The Royal Shakespeare Company and the British Council hope to change the way young people in India approach Shakespeare

Drop the name of Shakespeare in a group of young people and a few groans are almost always audible. Particularly from those who had Portia’s Quality of mercy mercilessly thrust down their throats or those who remember breaking into hives when set with the brutal task of recalling Brutus’s famous words before an entire class.

You cannot blame this on the Bard — 400-and-odd years ago, he made a living by making human passions play out gloriously on the stage. He might have said anything but aye, had he known that centuries later he would be prescribed as a textbook, memorised grudgingly by students who missed out on his wit and would be graded on what they thought were the undercurrents of his merry A Midsummer Night’ s Dream. All this while bazaar guides made a fortune decoding the Bard for young people.

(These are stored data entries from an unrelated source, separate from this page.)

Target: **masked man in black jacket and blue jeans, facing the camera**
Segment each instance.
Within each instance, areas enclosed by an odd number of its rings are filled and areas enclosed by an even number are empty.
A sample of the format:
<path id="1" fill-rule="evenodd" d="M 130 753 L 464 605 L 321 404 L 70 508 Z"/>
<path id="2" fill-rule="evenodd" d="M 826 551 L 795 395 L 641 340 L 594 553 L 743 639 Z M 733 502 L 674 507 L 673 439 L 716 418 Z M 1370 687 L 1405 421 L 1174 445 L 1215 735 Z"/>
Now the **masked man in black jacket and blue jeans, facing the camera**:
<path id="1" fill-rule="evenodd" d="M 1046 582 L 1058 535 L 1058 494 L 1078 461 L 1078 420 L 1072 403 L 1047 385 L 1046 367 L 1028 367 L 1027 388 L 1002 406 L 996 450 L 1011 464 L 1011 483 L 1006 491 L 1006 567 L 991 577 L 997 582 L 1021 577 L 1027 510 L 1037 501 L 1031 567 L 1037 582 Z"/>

Timeless as he is, the way Shakespeare is taught in schools can turn people against him for life. “Studies in the U.K. have shown that the way Shakespeare is taught in our schools can be damaging to people rather than being stimulating or liberating or acting as a catalyst,” says Chris White, an educator with the Royal Shakespeare Company (RSC). The RSC has been working with students and educators in the U.K., hoping to make a change in the way Shakespeare is taught in classrooms, almost 450 years after his birth. Its 2010 survey revealed as many as half the world’s children, across different cultures, encounter the Bard in the classroom.

“We hope these educators will be the vanguard in this initiative,” says Rebecca Gould, trainer with the RSC. Drama education may not figure as an important part of the curriculum in India, but the scene is slowly changing, particularly in private schools and colleges. Instead of conducting workshops that target young people, the RSC decided that long-term results would be possible if the initiative instead targeted people who are involved with young people on a regular basis. “The main parameters are that they work with theatre and have experience working with children or have a desire to do so,” says Chris White.

Anshul, who conducts theatre workshops with children, has never integrated Shakespeare into his work yet. “I still flounder with Shakespeare and I have always done so. I think it is because I was never introduced to Shakespeare in a way that excited me. So I’ve turned to doing my workshops based on history and Indian mythology. But it is essential for me now to revisit Shakespeare.”

Inspiring students

The RSC adopts three tenets to take Shakespeare to young people. “Do Shakespeare on their feet; see it live; and start earlier.”

Getting students excited about a text penned 400 years ago is not a cakewalk. “While dealing with young people, the text is never the starting point,” says Ananat. “It may even be the last link. I find ways to work around the text first.” Through games, exercises and activities, teachers and educators are encouraged to make young people explore a play not sitting down but on their feet, living it. It is important to be familiar with the text first before planning an activity, cautions Ms. Gould. “Know the essence and then devise something around the text that can inspire students. Use exercises which you are comfortable with. But don’t beat yourself up if they don’t work.”

Chris White chips in, “If an exercise falls flat, don’t abandon it the first time, reflect on it and see how it can be modified.” It is important to constantly reinvent material on dealing with the text, felt one participant who teaches drama in a government school. “I am amused with the many new ways parents devise to keep their kids occupied in buses and trains. It becomes an inspiration to find something that can engage my students.”

Interpreting Shakespeare

Another mistake educators make in teaching Shakespeare is passing on preconceived notions and assumptions. “Many Shakespeare characters, though evil, may have the audience empathising with them,” says Ms. Gould. “Don’t tell them this is what it means but lead them to interpret the text.” She suggests asking “What do you think?” after introducing a scene or the play to young people and eliciting their response.

A lack of openness in approaching Shakespeare can only end up reinforcing stereotypes and cut out the possibility of discussion. Deliberately looking for an agenda or forcefully drawing a parallel to a real world situation can also fall flat. It is better to allow students to find comparisons on their own.

RSC also plans to stream live its Shakespeare theatre to schools and colleges collaborating with the company, so that students get to experience the plays.